There are many wonderful examples of right-to-life efforts in our diocese. Let me mention a few that recently came to my attention. I am so proud to be bishop of these parishioners. At Immaculate Conception in Bridgeton, in response to Code Blue last week during bitterly freezing winter cold weather, they opened their parish hall for overnight use by the homeless. Providing a warm place for those who live on the streets is a right-to-life act. At Christ our Light Parish I heard an-announcements last Sunday about upcoming parish missions to Appalachia and to Honduras. Missions directed at assisting the poor in those areas are right-to-life inspired. At the conclusion of our prayer for Christian Unity at Saint Mary’s in Cherry Hill I joined the parish youth group who brought delicious and nutritious warm foods for supper for the men in the overnight shelter.

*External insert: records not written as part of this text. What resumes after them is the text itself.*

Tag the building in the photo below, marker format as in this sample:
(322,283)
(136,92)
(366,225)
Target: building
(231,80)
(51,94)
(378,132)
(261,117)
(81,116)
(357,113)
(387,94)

Feeding the hungry affirms life.
Last Saturday I confirmed some of God’s special children from Saint John of God Religious Education program. Their families beam with the same pride I see in the parish Confirmation ceremonies around the diocese. These special children are loved and respected. Their lives are of the same value as the lives of all the children of the diocese. They have as much a right to life as all children do.
The culture of death is an infectious disease spreading rapidly in our society, but thanks be to God there are those, like the examples I referred to, who witness against the culture of death. Among those witnesses were the Marchers in our Nation’s capital on Thursday, Jan. 22. Buses from our diocese went down to Washington D.C. with God’s good people from our diocese and participated in the annual Right to Life March, each marcher with his or her distinct set of fingerprints since their ninth week in their mother’s wombs.